政府の政策担当者はこれまで、どれだけの予算を自分の部署の政策に支出できたかという「支出の大きさ」を主眼に政策形成をしてきました。いまさらながらそれをやめ、政策がどれだけの効果を生み出したかという「政策効果の大きさ」を物差しとして政策立案を行おうというわけです。
統計学を駆使したデータ分析には、たしかに興味深いものがあります。2008年、リーマン・ショックに襲われた米政府は景気を刺激する政策として、低燃費車を高燃費車に買い替えたら約40万円の補助金を与える「ぽんこつ車買い替え支援プログラム」を行いました。
この政策について、車販売数の推移を分析した米国の経済学者は「一時的に駆け込み需要を生んだだけで、結果的には需要の総計を増加させはしなかった」と結論づけたそうです。経済学者の伊藤公一朗氏は著書『データ分析の力』で、日本のエコポイント政策についても米国と同様のデータを収集して分析を行うことは可能なはずだと指摘します。
もし専門家が期待するようにデータ分析が税金の無駄遣いを減らすことに役立つのであれば、おおいに結構なことです。
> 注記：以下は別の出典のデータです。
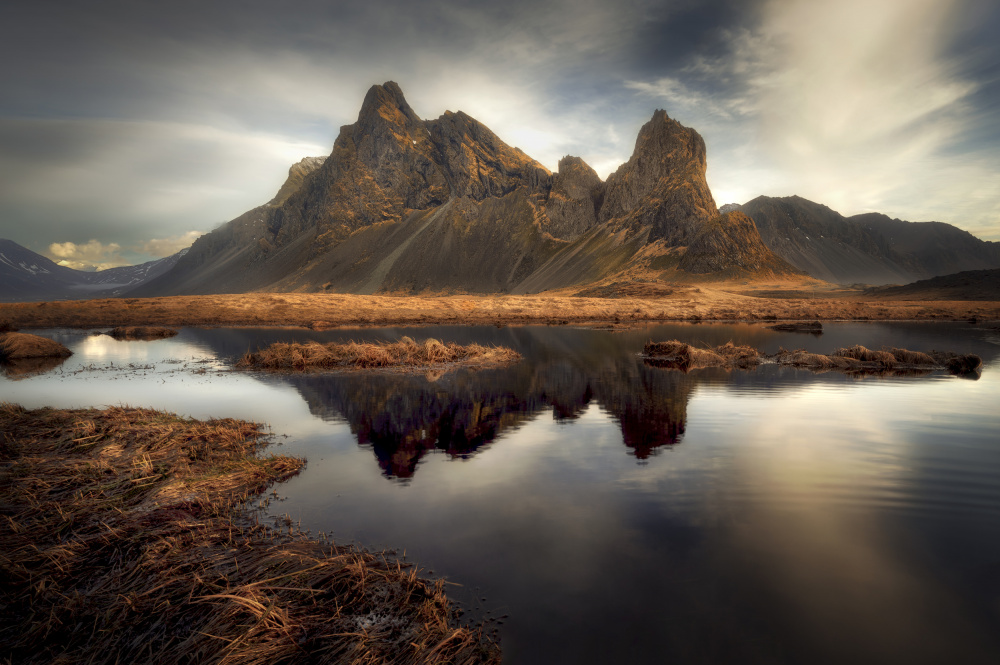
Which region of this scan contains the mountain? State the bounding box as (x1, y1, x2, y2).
(738, 196, 1000, 285)
(863, 268, 1000, 301)
(0, 239, 187, 302)
(849, 213, 1000, 278)
(132, 81, 798, 297)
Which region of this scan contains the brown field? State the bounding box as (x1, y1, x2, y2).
(0, 282, 997, 331)
(0, 405, 499, 664)
(238, 336, 521, 370)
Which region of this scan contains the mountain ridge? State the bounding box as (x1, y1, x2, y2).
(133, 81, 796, 297)
(735, 195, 1000, 285)
(0, 239, 187, 302)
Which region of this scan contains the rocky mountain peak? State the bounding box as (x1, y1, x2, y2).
(542, 156, 603, 240)
(268, 156, 326, 207)
(598, 109, 717, 242)
(356, 81, 421, 130)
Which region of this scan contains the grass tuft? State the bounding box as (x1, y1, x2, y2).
(237, 337, 521, 371)
(832, 345, 897, 367)
(106, 326, 179, 340)
(643, 340, 761, 370)
(0, 332, 72, 361)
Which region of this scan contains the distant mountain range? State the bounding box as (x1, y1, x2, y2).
(0, 239, 186, 302)
(730, 196, 1000, 285)
(5, 81, 998, 302)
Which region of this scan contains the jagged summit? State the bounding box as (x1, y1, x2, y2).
(132, 83, 799, 298)
(268, 156, 325, 207)
(599, 109, 717, 243)
(357, 81, 421, 127)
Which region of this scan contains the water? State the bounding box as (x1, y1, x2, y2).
(4, 322, 1000, 664)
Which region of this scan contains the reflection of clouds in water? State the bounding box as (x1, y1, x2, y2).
(686, 377, 1000, 663)
(2, 324, 998, 662)
(0, 362, 333, 442)
(73, 333, 217, 364)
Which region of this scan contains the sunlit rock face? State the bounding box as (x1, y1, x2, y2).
(599, 109, 718, 243)
(270, 81, 552, 249)
(679, 211, 801, 278)
(132, 83, 796, 297)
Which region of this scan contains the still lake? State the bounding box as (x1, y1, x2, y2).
(3, 322, 1000, 664)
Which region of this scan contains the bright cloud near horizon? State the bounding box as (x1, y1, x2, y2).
(1, 0, 998, 271)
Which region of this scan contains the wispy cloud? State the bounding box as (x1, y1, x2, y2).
(49, 240, 126, 271)
(0, 117, 326, 255)
(139, 231, 204, 258)
(1, 0, 997, 248)
(624, 0, 1000, 236)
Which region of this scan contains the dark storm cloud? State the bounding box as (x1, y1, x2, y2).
(0, 0, 998, 267)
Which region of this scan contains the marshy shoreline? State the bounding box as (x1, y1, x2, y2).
(643, 340, 984, 375)
(0, 405, 500, 664)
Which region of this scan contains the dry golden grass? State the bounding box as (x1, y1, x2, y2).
(238, 336, 521, 371)
(107, 325, 178, 340)
(774, 350, 864, 371)
(642, 339, 982, 376)
(0, 285, 996, 331)
(0, 405, 500, 664)
(883, 347, 937, 365)
(765, 321, 823, 333)
(0, 332, 72, 360)
(775, 346, 981, 375)
(833, 345, 899, 367)
(643, 340, 761, 370)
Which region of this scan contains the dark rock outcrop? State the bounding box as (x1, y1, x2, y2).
(542, 156, 602, 240)
(599, 109, 718, 243)
(679, 211, 800, 277)
(268, 156, 326, 207)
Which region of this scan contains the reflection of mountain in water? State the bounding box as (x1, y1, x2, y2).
(185, 323, 1000, 479)
(285, 347, 696, 478)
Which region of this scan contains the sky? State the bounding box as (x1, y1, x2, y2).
(1, 0, 998, 270)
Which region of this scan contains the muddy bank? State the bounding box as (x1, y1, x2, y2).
(644, 340, 983, 376)
(0, 405, 499, 664)
(237, 336, 521, 371)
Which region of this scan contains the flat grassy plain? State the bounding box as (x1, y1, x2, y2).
(1, 283, 997, 330)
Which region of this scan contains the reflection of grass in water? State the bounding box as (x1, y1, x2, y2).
(0, 404, 500, 664)
(238, 336, 521, 370)
(0, 355, 68, 380)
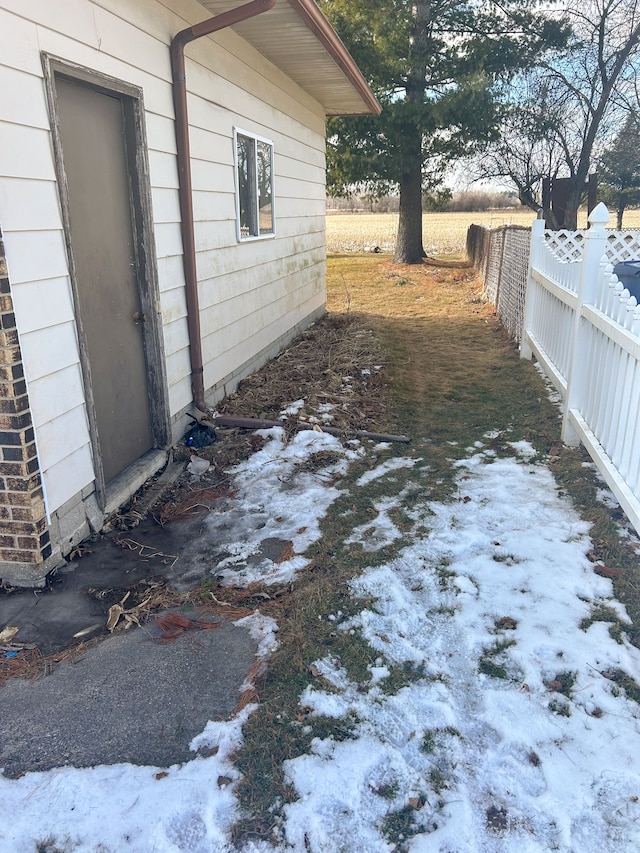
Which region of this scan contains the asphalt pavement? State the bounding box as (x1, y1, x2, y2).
(0, 504, 259, 777)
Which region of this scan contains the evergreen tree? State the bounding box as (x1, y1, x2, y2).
(320, 0, 567, 263)
(598, 115, 640, 229)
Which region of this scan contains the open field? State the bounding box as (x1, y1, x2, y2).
(326, 209, 640, 255)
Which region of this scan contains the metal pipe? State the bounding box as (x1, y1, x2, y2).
(170, 0, 277, 413)
(212, 415, 411, 444)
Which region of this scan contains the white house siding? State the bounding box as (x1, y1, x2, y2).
(0, 0, 327, 526)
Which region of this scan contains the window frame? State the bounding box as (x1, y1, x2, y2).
(233, 127, 275, 242)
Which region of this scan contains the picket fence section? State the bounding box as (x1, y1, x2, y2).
(521, 203, 640, 534)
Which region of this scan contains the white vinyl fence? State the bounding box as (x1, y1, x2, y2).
(521, 203, 640, 534)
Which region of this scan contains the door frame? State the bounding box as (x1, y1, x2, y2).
(42, 55, 170, 508)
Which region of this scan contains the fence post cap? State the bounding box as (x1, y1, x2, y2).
(588, 202, 610, 228)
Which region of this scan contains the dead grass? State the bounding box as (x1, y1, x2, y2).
(326, 210, 540, 254)
(230, 254, 640, 846)
(216, 312, 389, 435)
(326, 256, 562, 467)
実際、海外ではデータ分析の結果を一つの根拠として学校でパソコン無償給付が停止された例などもあるそうです。
しかし、長い目で無駄減らしに役立つかといえば、懐疑的にならざるをえません。データ分析の専門家が重要なことを見落としているからです。それは政府を動かす政治家たちは欲望をもつ生身の人間であり、自分の利益にならないことはやらないという事実です。
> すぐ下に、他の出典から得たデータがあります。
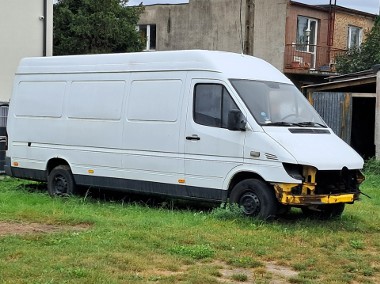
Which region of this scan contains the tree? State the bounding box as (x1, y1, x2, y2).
(53, 0, 145, 55)
(336, 16, 380, 74)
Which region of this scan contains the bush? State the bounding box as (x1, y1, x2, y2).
(363, 158, 380, 175)
(210, 203, 244, 221)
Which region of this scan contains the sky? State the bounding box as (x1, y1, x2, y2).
(127, 0, 380, 15)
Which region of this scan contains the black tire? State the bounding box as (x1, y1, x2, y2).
(229, 179, 278, 220)
(47, 165, 76, 197)
(277, 203, 291, 216)
(301, 203, 345, 220)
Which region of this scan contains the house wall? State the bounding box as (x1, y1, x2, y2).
(139, 0, 244, 54)
(139, 0, 288, 71)
(285, 4, 329, 46)
(334, 11, 375, 50)
(0, 0, 53, 103)
(253, 0, 288, 71)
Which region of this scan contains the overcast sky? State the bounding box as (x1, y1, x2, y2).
(127, 0, 380, 15)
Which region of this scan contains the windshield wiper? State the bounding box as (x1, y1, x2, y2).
(264, 122, 297, 127)
(297, 122, 327, 128)
(264, 121, 327, 128)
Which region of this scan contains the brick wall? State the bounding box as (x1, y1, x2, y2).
(334, 11, 375, 50)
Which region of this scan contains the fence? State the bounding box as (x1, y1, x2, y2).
(284, 44, 346, 72)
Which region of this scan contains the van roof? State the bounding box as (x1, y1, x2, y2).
(17, 50, 291, 84)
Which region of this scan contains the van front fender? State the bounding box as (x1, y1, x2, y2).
(223, 162, 301, 192)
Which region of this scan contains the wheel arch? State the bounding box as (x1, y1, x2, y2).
(46, 158, 71, 175)
(226, 171, 267, 198)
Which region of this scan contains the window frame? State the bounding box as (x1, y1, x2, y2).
(137, 24, 157, 51)
(296, 16, 318, 53)
(347, 25, 363, 49)
(193, 83, 239, 129)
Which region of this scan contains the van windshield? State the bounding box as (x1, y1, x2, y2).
(230, 79, 326, 127)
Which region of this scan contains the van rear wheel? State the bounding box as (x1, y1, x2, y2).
(229, 179, 277, 220)
(47, 165, 76, 197)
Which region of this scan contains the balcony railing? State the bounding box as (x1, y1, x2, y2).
(284, 44, 346, 73)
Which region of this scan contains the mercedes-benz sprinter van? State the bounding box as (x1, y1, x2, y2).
(5, 50, 365, 219)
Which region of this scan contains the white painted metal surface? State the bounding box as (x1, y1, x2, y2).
(7, 50, 363, 196)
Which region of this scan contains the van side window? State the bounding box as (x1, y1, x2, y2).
(194, 84, 238, 128)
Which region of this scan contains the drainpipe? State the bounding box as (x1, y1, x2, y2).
(327, 0, 336, 47)
(244, 0, 255, 55)
(43, 0, 47, 56)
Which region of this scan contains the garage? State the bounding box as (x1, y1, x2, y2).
(303, 65, 380, 159)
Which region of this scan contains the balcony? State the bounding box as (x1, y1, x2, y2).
(284, 44, 347, 75)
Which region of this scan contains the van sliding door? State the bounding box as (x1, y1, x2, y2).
(122, 72, 186, 196)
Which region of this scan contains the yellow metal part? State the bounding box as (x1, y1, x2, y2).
(303, 166, 317, 184)
(273, 165, 358, 205)
(320, 194, 355, 204)
(273, 183, 356, 205)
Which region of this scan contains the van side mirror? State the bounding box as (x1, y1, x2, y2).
(227, 110, 246, 131)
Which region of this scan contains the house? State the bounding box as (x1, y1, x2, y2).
(0, 0, 53, 173)
(137, 0, 376, 87)
(138, 0, 288, 71)
(0, 0, 53, 104)
(284, 2, 376, 87)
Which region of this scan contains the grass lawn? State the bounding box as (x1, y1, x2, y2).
(0, 169, 379, 283)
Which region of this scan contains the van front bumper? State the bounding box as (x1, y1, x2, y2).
(273, 183, 360, 205)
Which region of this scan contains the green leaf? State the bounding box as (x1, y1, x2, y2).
(53, 0, 145, 55)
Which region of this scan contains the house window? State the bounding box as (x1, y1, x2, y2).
(348, 26, 362, 49)
(296, 16, 318, 52)
(137, 24, 156, 51)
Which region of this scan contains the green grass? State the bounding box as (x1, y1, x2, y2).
(0, 171, 379, 283)
(231, 273, 248, 282)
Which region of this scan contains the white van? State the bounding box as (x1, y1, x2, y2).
(5, 50, 365, 219)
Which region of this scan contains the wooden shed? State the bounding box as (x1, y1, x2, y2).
(303, 66, 380, 159)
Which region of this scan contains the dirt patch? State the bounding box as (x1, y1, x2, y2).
(266, 261, 299, 279)
(139, 260, 299, 283)
(0, 221, 90, 236)
(212, 260, 298, 283)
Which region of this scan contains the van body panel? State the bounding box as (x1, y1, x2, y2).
(263, 127, 364, 170)
(72, 174, 226, 202)
(243, 131, 298, 165)
(16, 50, 292, 85)
(222, 162, 301, 191)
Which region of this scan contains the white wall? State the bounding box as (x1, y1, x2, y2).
(0, 0, 53, 103)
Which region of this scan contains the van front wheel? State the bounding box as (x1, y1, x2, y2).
(229, 179, 277, 220)
(47, 165, 76, 197)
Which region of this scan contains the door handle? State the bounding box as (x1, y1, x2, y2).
(186, 135, 200, 141)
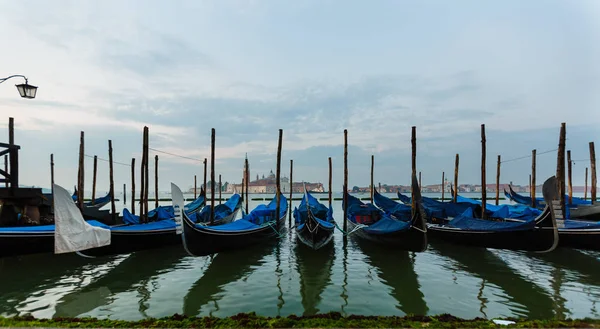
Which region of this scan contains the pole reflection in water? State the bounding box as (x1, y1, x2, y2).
(53, 246, 187, 318)
(294, 240, 335, 316)
(351, 238, 428, 316)
(340, 238, 349, 315)
(182, 242, 276, 317)
(428, 241, 554, 319)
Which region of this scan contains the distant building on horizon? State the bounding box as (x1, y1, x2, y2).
(226, 169, 324, 194)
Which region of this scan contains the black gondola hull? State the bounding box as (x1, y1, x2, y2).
(426, 225, 557, 252)
(557, 229, 600, 251)
(0, 232, 53, 258)
(346, 219, 427, 252)
(182, 214, 286, 256)
(296, 223, 334, 250)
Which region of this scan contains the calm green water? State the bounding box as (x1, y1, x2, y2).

データ分析の結果、ある政策に効果がないと言われても、政治家は自分の利益になる政策であれば、あれこれ言い訳をつくってやめないでしょう。あるいは、やめる代わりに別の新しい政策をより大きな規模でやるでしょう。それは政治家と親しい一部の専門家が不十分な検証のままお墨付きを与えた政策かもしれません。
かつて米ジャーナリストのH・L・メンケンは、政治家にとって最大の関心事は「役得にありつくこと」だと喝破しました。政策の決定権を握る政治家たちが聖人君子でない以上、証拠に基づく政策立案には限界があり、悪用される恐れさえあります。(2017/11/30)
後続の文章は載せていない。